Reflecting on writing my first journal article
- Dalene Duvenage
- Jul 18, 2018
- 4 min read
This assignment was a challenge and eye-opener for me in many ways. I would first like to address those things I realized I could not do, did wrong or had to improve, after which I end with those reconfirming issues that should give me a bit of self-confidence on my journey to become a practicing academic – or least to give me something positive to cling to while I’m doing my thesis proposal…
My first struggle was to select a journal for my article – at first I thought “Why not go for gold and pretend that I’m writing for the Journal of Intelligence and Counterintelligence – the most prestigious peer-reviewed journal in my field?” I soon realized that it is folly to take such a simple approach: first, I’m not pretending – this is serious stuff and my chance to actually try and get published. Secondly, my data results were actually good and I have something to share with the world. Thirdly, I have spent months on my ART project, and will spend months on my journal article, it must be worthwhile all my blood and tears… So I had to change track and actually look for a journal that might be interested in what I had to say – applying primary research results in a wider context than the ivory towers of this intelligence and security world has previously done. I spent about three weeks researching all the security, intelligence, training and development, organizational development, sociology and education peer-reviewed journals, looking for a suitable home for my first foray into academic publishing. This investigation also forced me to reconsider the angle/s of my article. The data is such that I could really focus on three or four different aspects of my research and present my data in such a way that it would apply to any of the above disciplines. In the end, I had to ask myself: “What do you want to be known for? An intelligence or security specialist? An educationalist or sociologist in the intelligence/security environment? Or a security intelligence specialist that is passionate about improving the profession?” Of course, in the end I decided that my professional identity is the latter and that my chosen journal shares this identity.
My second challenge or mistake was that I allowed myself to be redirected or rather misdirected into a path that wasted a lot of my time and energy.

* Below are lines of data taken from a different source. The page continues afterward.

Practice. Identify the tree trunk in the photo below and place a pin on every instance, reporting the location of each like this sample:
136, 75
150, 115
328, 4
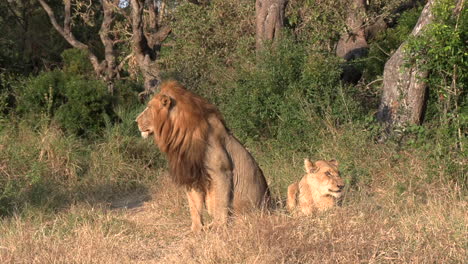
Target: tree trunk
269, 20
105, 69
146, 47
352, 44
404, 92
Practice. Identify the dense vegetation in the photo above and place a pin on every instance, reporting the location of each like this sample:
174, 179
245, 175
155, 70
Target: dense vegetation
65, 141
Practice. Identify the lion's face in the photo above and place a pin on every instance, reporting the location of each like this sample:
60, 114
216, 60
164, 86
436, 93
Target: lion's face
158, 108
325, 177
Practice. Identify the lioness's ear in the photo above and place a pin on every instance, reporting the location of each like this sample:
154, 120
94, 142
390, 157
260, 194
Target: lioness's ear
309, 166
165, 101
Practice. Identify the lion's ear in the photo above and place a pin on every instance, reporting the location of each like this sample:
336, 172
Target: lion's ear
309, 166
333, 162
165, 101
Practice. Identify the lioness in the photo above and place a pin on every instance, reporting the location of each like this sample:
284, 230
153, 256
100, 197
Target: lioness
204, 157
318, 189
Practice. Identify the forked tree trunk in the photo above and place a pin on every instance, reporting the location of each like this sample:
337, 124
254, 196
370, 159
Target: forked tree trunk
404, 91
105, 69
269, 20
352, 44
146, 46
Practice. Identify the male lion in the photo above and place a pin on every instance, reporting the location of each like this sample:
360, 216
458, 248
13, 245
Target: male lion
203, 155
318, 189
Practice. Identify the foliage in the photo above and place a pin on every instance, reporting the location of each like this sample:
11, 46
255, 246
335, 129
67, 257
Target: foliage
76, 62
387, 42
208, 40
80, 106
46, 169
441, 50
286, 93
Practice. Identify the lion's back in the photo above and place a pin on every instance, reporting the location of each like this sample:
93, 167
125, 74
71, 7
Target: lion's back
250, 186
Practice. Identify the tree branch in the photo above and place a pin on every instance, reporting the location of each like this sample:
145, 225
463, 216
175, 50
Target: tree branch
67, 34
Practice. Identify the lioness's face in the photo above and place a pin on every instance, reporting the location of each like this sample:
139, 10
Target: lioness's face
156, 109
326, 177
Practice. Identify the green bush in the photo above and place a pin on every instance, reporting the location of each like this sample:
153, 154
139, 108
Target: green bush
76, 62
387, 42
286, 94
80, 106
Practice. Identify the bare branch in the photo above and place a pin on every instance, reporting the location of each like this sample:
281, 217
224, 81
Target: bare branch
67, 34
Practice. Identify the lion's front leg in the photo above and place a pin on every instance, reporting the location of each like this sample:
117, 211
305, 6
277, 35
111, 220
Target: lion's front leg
196, 199
219, 195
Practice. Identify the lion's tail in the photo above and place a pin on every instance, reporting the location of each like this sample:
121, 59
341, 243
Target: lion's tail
292, 196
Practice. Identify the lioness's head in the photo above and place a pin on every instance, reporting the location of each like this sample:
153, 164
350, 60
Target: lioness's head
324, 177
158, 108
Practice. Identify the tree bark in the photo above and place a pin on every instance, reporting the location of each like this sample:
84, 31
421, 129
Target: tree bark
105, 69
352, 44
269, 20
146, 46
404, 91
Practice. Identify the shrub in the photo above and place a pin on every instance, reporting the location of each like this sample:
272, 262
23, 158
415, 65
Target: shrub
80, 106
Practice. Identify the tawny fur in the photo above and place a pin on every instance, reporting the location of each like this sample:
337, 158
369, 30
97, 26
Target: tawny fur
203, 155
317, 190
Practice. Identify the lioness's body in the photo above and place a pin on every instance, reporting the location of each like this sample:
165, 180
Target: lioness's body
318, 189
203, 155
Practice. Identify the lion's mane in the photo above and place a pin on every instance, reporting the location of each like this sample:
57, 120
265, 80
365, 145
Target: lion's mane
182, 133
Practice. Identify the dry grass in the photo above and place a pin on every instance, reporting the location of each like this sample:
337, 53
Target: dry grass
391, 213
382, 228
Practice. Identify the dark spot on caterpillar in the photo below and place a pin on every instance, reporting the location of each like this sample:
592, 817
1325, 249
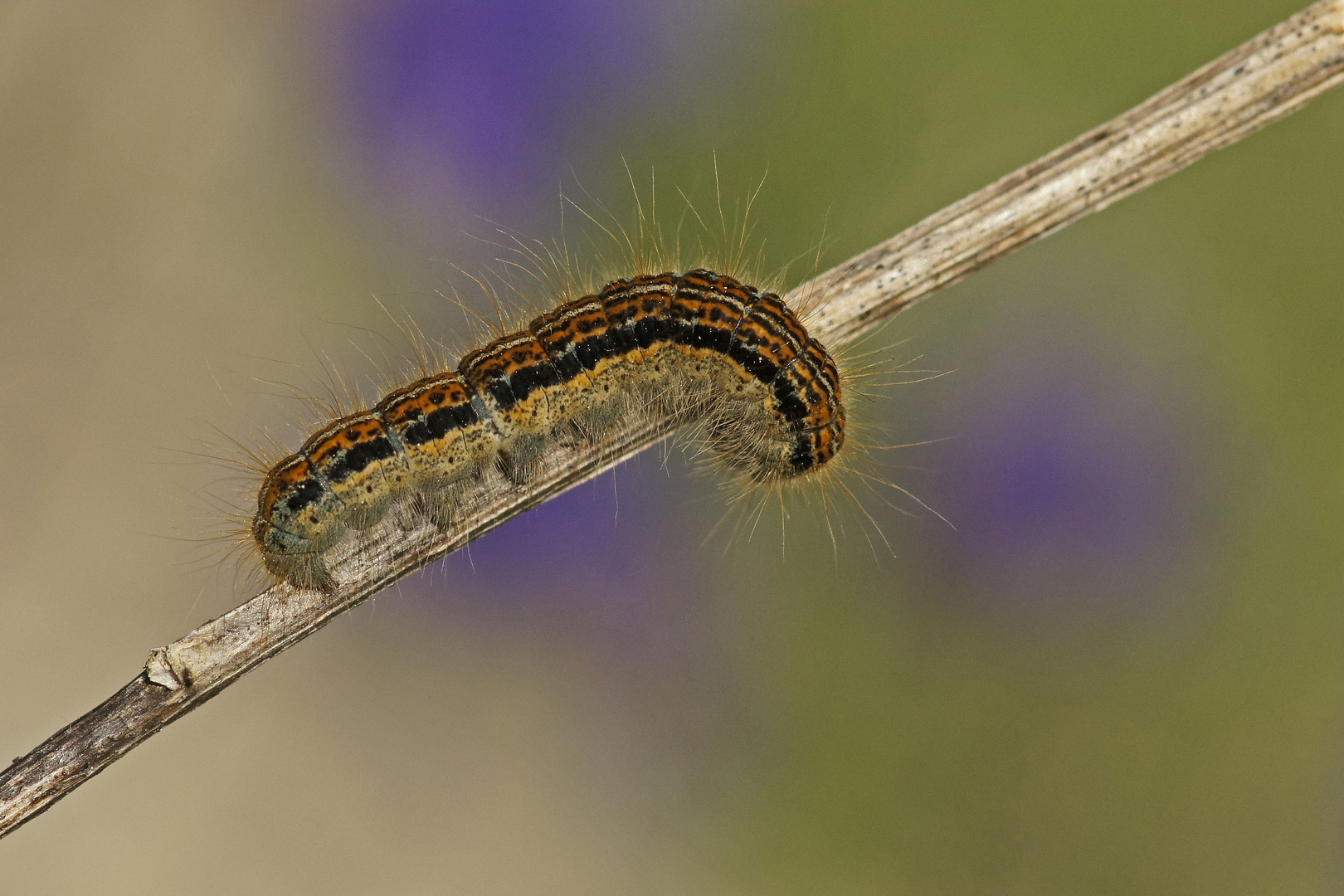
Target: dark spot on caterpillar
678, 340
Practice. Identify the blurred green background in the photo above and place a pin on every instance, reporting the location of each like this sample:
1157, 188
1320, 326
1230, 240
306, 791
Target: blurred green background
1121, 674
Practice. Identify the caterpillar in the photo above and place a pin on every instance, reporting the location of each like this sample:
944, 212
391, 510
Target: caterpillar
700, 345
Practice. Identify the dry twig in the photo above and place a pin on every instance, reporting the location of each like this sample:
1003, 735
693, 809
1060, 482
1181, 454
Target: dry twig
1264, 80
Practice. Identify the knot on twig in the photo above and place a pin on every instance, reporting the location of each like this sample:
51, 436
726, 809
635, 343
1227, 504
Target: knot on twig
160, 670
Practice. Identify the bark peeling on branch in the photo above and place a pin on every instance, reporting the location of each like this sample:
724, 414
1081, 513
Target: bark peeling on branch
1264, 80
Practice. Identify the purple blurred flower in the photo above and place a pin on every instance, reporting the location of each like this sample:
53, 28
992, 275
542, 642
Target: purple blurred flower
1070, 486
483, 99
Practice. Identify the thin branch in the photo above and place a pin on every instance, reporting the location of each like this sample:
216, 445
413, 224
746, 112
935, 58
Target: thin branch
1261, 80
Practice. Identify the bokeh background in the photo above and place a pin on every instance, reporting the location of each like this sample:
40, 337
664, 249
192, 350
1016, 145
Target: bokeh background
1121, 672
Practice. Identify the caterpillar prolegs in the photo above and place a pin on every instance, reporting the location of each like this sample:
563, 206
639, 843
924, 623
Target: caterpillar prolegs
699, 344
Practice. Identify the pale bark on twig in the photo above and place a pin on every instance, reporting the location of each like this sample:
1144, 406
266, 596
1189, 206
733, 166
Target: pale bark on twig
1269, 77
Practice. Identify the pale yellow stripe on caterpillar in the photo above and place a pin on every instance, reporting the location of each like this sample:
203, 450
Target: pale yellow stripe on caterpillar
699, 345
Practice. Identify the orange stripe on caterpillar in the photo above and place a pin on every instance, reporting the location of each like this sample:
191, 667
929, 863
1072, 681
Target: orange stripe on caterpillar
699, 344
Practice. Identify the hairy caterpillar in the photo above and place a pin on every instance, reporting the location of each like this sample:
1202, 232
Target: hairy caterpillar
699, 344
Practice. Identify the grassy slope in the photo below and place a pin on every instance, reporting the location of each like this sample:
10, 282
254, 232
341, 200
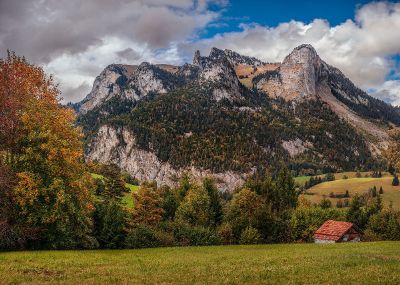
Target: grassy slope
127, 199
356, 185
362, 263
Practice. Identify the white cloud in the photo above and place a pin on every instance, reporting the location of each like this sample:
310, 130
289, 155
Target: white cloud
360, 48
76, 39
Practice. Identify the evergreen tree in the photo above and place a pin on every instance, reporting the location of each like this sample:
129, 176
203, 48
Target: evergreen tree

I got so ensnared in the whole idea of professional identity, that my focus became blurred and I saw everything in my data results in this light. But when I started to write the article, I realized that my survey actually only touched on one small aspect of professional identity, and that my data does not support this one-sided focus. My presentation at the workshop reflected this singular focus, and although good for my thinking about my thesis topic, it gave the wrong impression about my article. The focus should be on the analysts’ perception of their profession and how they would like to develop further – professional identity is but one very small snapshot of the whole – apologies to myself… accepted... luckily I passed my presentation!
My third major learning was that I did not think about the end-result of some of the questions I asked in my survey in the ART assignment. Yes, it looked quite impressive in the survey, and I felt damn good about how I covered most of the issues I wanted the respondents’ to reply on. But I never took into consideration that those responses needed to be analyzed and commented on! As a result, I totally underestimated the richness of my data. It took me about two months to analyse, re-categorize and code the data, and when I started to write the article, I realized that I had too many loose strands, too many major points that each deserves a paper on their own! I had to decide not to include some of my findings as it introduces a whole new concept that actually deserves another paper. The lesson I learnt here was that I should start with the end in mind and narrow down my inquiry until there is nothing more to discover before I write up my questions.
My fourth learning is that I’m truly an interpretivist. I learnt that the data speak for itself, and my role is to “listen” and to make sure that I’m not missing a nuance or am deaf to the respondents’ voices. I forced myself to let go of my subjectivity and my cynicism, even my unconscious agenda of proving that the intelligence analysts in Africa don’t care about professional development. When I sat down with the data, and dug further, playing with different pivot tables, the data ‘screamed’ that they actually care – a lot! I started looking at the data from different angles, playing devil’s advocate, playing Cassandra and Pollyanna to make sure that I extract as much meaning as possible from their ‘voices’.
Some of the things I learnt about the process and about myself are more positive. I affirmed that it is worthwhile to stand on the shoulders of giants – learning how other people attempted the same kind of research, whether they succeeded or failed does not matter as those examples were signposts on my journey these last months.
The biggest surprise was that I could actually learn the basics of statistics, albeit the bare basics! It afforded both my husband (science tutor) and my son (an engineering student) some input and insight into my research. Of course my son guided me to the best YouTube videos to understand ‘standard deviation’, ‘median vs average’ etc., but it created the opportunity for some good discussions.
The main obstacle I overcame was writer’s block. I learnt to free-write anything that came to mind, even when I don’t feel like studying. I learnt that I have some valuable insights in my sub-conscious that just needed a channel to emerge – and a word document without structure or sense or a notebook next to me while I’m reading or writing helps me to stay in touch with the scholar in me. In this way, I learnt to deal with my energy and attention levels in a way that would be beneficial for my journey toward doctorateness.